I live alone, and that night was like any other. The apartment was quiet, the lights were off, and I was already in bed when the doorbell rang. Once. Then again. Sharp and deliberate. My heart jumped. No one ever comes that late, and I wasn’t expecting anyone. I stayed still for a moment, listening, hoping it was a mistake. It wasn’t.
I got out of bed and searched for my dressing gown, my hands clumsy with sleep and unease. By the time I reached the door, something felt wrong. The bell had stopped ringing. Instead, I heard a faint metallic click. Then another. Slow. Careful. Someone was picking the lock.

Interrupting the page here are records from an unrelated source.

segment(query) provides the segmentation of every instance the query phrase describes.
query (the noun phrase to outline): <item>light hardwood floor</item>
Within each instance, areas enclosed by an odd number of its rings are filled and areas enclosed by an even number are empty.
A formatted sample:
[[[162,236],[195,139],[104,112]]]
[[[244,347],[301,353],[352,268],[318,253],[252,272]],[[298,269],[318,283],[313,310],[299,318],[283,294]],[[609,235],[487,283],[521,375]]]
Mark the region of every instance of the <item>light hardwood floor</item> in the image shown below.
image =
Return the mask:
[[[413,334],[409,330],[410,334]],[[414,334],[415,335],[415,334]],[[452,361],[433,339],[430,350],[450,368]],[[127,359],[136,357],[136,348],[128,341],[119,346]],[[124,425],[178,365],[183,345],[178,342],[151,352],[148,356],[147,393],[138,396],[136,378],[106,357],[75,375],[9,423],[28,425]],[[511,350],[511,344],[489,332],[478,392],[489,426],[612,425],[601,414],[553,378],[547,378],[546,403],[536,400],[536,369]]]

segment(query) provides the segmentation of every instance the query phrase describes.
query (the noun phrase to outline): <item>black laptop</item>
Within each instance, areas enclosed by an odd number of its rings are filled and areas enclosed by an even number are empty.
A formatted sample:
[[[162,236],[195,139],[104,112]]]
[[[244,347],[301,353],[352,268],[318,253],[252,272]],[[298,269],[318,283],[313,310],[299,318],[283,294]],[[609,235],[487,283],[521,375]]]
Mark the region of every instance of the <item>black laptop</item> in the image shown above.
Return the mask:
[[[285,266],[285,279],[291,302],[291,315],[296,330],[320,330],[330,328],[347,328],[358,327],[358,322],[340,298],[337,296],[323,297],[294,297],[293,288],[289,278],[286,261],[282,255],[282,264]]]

My body went cold. I couldn’t scream. I couldn’t move. Every thought collided at once. I had no weapon. No time. No one else in the apartment. The handle shifted slightly, just enough to let me know this wasn’t a prank. Whoever it was knew what they were doing.
That’s when the panic snapped into something else. Focus.

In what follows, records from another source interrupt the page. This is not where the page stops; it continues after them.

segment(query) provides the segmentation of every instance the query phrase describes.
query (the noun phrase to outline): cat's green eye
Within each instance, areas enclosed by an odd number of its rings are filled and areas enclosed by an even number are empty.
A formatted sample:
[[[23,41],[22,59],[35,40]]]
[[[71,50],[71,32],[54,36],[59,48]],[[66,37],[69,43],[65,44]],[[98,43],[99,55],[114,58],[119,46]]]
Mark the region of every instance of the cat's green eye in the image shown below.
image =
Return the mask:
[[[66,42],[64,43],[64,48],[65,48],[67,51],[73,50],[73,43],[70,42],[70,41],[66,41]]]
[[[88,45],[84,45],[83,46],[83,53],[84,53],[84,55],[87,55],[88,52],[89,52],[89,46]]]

I quietly stepped back, locked myself into the bathroom, and turned on the shower at full blast. Steam filled the room almost instantly. I grabbed my phone, but instead of calling the police right away, I did something unexpected. I opened a voice app and played a recording at full volume — deep male voices, angry, shouting, arguing, footsteps pounding, doors slamming. I pushed the phone close to the front door and turned the volume all the way up.
Then I waited.
From the bathroom, I heard the lock stop clicking. Silence. Then hurried footsteps. The door handle rattled once more, violently, before everything went still. A few seconds later, there was a loud bang as the front door slammed shut.
Only then did my legs give out.
I called the police afterward, my voice shaking as I explained what happened. When officers arrived, they told me there had been similar break-in attempts in the area targeting people who lived alone. The intruder had fled as soon as he thought someone else was inside.
That night changed everything. I installed extra locks. Cameras. Motion lights. I don’t ignore my instincts anymore. And I never assume quiet means safe.
Sometimes survival isn’t about strength. It’s about thinking fast when fear tries to freeze you.